As such, I narrowed my parameters further to include only those nearest the apartment where we stayed. Directly across the street from Notre Dame Cathedral, this apartment served as a perfect location for both my business interests as well as our vacation ideas, being in the center of the heart of Paris. Therefore, I decided to limit our choices to restaurants located in the 1st, 4th, 5th, and 6th arrondisements of Paris. This limitation helped narrow the field tremendously.
In addition to reading the online reviews of my dining possibilities, I discovered the French version of Open Table, an online booking/review site. La Fourchette offered an incredibly easy solution to very long distant booking. Later, after I had completed my reservation process, I discovered another online booking resource, Book A Table. This site offers additional restaurants to those at La Fourchette. Yum.
Finally, my list narrowed to eight restaurants: Spring Restaurant, Ze Kitchen Galerie, Les Bouquinistes, Mini Palais, Sola, Flottes O.trement, Bar a Manger, and Christophe. Reservations at five of the eight were attainable either via La Fouchette or by directly emailing the restaurant. Unfortunately, because he required telephone booking, I removed Christophe from my list, thinking I might drop in for lunch. Albeit Spring also required telephone booking, I determined we were going to eat there, so I enlisted help to get that reservation. Ultimately, we arranged to have dinner, in chronological order, at Jules Verne, Ze Kitchen Galerie, Les Bouquinistes, Spring Restaurant, and Sola.
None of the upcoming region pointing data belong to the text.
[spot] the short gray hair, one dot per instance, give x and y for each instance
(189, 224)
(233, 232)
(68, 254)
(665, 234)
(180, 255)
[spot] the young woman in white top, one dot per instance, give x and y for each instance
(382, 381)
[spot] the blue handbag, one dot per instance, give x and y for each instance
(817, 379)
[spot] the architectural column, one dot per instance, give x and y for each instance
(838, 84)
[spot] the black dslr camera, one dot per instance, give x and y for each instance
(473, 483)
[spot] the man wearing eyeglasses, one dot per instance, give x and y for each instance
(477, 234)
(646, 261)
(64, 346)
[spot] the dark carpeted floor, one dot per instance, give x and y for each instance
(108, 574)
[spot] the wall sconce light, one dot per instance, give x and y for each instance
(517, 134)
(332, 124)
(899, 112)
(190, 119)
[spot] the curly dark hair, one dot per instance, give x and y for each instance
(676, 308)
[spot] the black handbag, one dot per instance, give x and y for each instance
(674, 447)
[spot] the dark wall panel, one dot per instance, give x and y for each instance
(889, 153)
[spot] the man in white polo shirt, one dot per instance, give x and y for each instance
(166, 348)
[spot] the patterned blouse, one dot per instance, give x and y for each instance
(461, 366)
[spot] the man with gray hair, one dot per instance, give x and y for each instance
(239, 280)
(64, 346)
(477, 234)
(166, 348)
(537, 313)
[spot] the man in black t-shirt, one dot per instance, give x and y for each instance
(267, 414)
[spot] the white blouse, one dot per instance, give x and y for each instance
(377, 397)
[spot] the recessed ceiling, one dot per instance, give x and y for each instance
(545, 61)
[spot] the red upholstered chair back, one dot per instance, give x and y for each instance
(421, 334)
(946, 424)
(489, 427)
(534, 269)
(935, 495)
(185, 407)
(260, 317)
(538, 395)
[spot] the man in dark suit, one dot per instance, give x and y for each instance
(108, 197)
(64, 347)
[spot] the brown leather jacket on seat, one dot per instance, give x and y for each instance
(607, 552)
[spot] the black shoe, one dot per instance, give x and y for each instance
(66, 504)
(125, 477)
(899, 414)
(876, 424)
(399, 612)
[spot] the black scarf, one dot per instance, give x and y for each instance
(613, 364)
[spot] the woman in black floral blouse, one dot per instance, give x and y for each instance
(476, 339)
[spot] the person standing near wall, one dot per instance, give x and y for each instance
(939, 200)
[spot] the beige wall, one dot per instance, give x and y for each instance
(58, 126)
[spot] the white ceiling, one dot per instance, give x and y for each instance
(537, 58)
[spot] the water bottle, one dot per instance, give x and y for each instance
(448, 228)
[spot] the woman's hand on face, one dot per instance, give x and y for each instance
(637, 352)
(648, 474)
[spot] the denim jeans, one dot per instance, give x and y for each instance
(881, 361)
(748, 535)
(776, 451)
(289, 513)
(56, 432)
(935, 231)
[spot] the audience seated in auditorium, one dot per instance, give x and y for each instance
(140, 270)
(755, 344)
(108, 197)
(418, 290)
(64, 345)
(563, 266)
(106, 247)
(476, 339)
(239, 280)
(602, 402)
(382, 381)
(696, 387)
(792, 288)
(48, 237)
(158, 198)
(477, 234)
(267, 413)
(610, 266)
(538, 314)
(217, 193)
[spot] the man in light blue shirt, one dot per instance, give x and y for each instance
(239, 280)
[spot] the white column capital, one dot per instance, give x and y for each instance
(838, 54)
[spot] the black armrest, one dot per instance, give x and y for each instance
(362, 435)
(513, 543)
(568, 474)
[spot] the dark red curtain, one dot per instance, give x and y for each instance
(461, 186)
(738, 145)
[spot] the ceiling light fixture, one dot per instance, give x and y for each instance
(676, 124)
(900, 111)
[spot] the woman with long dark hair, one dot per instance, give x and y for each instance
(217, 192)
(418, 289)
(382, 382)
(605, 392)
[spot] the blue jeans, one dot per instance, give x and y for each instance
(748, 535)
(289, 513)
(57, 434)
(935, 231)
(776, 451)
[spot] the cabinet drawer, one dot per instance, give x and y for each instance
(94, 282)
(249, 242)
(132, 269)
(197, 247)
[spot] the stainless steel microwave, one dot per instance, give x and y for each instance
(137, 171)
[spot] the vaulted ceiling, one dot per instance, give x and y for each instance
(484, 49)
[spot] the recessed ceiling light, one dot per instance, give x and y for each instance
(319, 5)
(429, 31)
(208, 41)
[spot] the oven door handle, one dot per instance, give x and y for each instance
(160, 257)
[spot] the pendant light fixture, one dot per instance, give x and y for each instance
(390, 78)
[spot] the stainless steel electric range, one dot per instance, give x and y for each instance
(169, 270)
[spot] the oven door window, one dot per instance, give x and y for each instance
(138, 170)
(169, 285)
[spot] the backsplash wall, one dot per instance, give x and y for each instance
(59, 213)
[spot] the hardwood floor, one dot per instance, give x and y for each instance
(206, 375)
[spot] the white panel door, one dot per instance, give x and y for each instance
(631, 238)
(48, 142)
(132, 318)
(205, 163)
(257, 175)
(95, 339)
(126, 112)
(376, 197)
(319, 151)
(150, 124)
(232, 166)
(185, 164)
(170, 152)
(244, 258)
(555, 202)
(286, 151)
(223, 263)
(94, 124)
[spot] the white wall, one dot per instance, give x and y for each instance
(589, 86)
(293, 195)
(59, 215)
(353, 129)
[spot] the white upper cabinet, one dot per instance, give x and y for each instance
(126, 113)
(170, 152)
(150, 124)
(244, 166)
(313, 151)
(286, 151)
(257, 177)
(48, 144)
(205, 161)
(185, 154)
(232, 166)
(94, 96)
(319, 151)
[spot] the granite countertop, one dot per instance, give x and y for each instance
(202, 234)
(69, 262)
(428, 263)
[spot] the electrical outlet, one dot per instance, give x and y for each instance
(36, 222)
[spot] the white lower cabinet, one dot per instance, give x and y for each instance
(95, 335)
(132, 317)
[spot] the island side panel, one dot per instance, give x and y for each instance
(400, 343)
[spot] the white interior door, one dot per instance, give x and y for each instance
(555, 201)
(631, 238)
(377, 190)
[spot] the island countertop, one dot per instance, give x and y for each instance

We booked lunch at Flottes O.trement, Bar a Manger, and Mini Palais, again based on the neighborhoods we were visiting on a particular. As the day unfolded, we were unable to eat at Flottes O.trement as a business meeting conflicted with that reservation. Additionally, we spent one day visiting Versailles, where we were invited to a fantastic lunch at Veranda Restaurant at the Trianon Palace Hotel. Wow! But more about that spot on another day.
If I can make one suggestion to fellow foodies, it is to avoid trying to fill every meal with a storybook restaurant. How much more delightful to pick up a quick bite at a recommended wine bar or a crepe stand or to collapse into the seat at a strategically situated cafe to fill your eyes as well as your tummy! Be armed with options, but be ready for spontaneity. I had a short list for each day of bars and restaurants in the neighborhood we visited that did not require reservations, though most days at lunch we just dropped in to spots along our path or bought picnic supplies to eat in one of Paris’ many parks.
If I go back to Paris soon, will I choose to return to my carefully selected restaurants? Some, yes. Others, no. My reasons will be revealed as I review my chosen restaurants.
Each year, my job as travel matchmaker becomes exponentially easier with the availability of information on the internet. Sifting through all the information is a fun though sometimes frustrating job. And the best part -- I don’t gain weight just reading about the food.
--Hungry for Paris by Alexander Lobrano served as a trusted guide through the maze of restaurants.